Restaurants urge changes in Covid metrics

By Oregon Restaurant and Lodging Association,

The framework for mitigating Covid risk in Oregon across a variety of industries has changed once again with newly established statewide hospitalization metrics among other factors defining Oregon’s new ‘Extreme Risk’ category. As a result, all Oregon counties for the first time in many months will once again have access to indoor dining operations.

“The news this week is bittersweet,” said Jason Brandt, President & CEO of the Oregon Restaurant & Lodging Association. “While five counties moved down in risk (Grant, Malheur, Umatilla, Coos, and Curry), six moved up in risk (Clackamas, Deschutes, Klamath, Linn, Multnomah, and Tillamook) which means moving down from 50% to the dreaded 25% indoor capacity restriction starting Friday, April 9. Anything less than 50% capacity poses ongoing survival challenges for our small businesses.”

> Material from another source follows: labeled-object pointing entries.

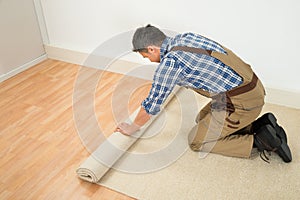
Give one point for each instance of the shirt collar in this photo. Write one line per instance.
(165, 47)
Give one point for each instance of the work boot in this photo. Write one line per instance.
(269, 118)
(266, 139)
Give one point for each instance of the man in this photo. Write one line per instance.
(227, 125)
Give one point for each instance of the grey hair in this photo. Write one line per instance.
(146, 36)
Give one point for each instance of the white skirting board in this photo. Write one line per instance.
(21, 68)
(275, 96)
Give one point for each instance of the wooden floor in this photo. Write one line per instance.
(39, 145)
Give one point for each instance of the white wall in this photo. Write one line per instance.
(265, 33)
(21, 43)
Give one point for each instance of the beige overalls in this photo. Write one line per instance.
(224, 124)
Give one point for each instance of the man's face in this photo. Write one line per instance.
(153, 54)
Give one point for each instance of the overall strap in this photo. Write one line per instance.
(192, 50)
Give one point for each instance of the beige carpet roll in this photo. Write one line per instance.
(111, 150)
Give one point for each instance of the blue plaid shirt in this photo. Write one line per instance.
(187, 69)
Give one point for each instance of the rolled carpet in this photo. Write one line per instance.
(111, 150)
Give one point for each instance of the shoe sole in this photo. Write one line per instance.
(284, 152)
(266, 138)
(269, 118)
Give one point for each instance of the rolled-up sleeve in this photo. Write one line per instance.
(166, 76)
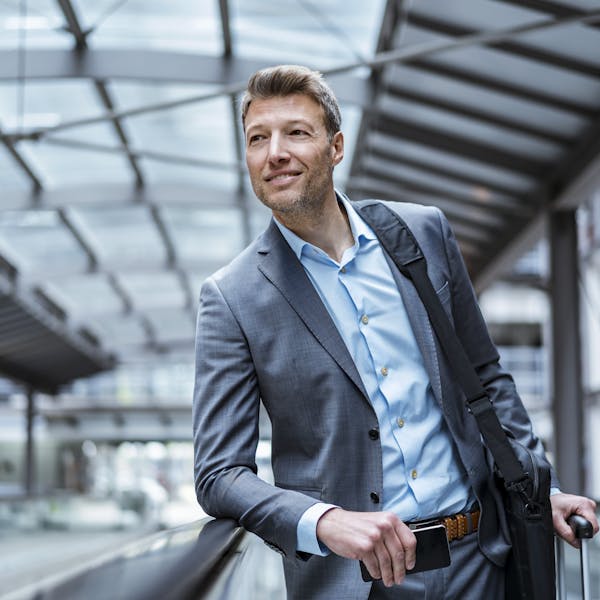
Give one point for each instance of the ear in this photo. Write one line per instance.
(337, 148)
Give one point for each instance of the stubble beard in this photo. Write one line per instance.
(299, 206)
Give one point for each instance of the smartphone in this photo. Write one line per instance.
(433, 551)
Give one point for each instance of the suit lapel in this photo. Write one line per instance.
(282, 268)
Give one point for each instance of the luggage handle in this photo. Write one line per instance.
(581, 527)
(583, 531)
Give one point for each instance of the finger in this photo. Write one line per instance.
(562, 528)
(372, 564)
(397, 554)
(384, 561)
(409, 544)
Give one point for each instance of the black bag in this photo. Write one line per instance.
(529, 518)
(522, 477)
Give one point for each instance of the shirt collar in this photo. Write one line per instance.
(360, 230)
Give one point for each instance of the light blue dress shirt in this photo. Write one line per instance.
(422, 473)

In a press release issued by Governor Brown’s office, Oregon’s new extreme risk category includes a new statewide metric: Covid-19 positive patients occupying 300 hospital beds or more, and a 15% increase in the seven-day average over the previous week. As of April 6, Covid-19 related hospitalizations totaled 163 in Oregon.

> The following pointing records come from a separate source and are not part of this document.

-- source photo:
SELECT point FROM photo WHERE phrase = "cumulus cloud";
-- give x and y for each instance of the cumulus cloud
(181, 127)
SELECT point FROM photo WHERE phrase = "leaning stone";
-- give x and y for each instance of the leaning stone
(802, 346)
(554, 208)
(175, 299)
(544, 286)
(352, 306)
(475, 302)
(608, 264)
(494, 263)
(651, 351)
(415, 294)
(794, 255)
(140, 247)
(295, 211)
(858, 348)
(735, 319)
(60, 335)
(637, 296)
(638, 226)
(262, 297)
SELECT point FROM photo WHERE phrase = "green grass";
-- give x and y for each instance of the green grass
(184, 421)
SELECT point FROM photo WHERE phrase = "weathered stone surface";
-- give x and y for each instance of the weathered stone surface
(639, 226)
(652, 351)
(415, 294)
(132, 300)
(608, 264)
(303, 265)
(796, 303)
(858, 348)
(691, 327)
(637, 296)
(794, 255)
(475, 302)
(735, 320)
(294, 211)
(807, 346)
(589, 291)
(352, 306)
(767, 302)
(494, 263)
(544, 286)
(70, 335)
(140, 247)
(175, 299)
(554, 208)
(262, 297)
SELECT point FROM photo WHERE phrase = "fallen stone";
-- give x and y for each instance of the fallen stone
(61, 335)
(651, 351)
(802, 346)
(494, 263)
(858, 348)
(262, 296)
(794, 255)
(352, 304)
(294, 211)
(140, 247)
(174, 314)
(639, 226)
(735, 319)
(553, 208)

“We are past due in developing a hospitalization metric as the central tool to determine all county risk levels,” said Brandt. “Over 2 million vaccine doses have been administered in Oregon. The risk associated with each Covid case diminishes with each vaccination and our stringent risk categories have not changed since they were implemented to mitigate the severity of Oregon’s winter surge.”

Concern regarding variants have been commonly cited by health officials as the reason for ongoing economic restrictions as the majority of other states move well past Oregon’s reopening status. According to recent comments by Dr. Dean Sidelinger, initial results show all vaccines to be effective in preventing serious Covid illness even if the virus is still contracted and results in a documented case.

“As we learn about the effectiveness of vaccines in protecting Oregonians against serious illness caused by variants, we should use that crucial information to change the crippling restrictions still being lived out by too many Oregonians,” said Brandt. “After reviewing all the facts, any reasonable person would conclude the vaccines are effective at keeping Oregonians out of the hospital and as a result, our risk metrics and widespread economic restrictions should change accordingly.”

ORLA continues to call for a statewide indoor restaurant capacity of at least 50% including an adoption of physical distancing standards between parties that align with international health guidelines (1 meter or 3.2 feet).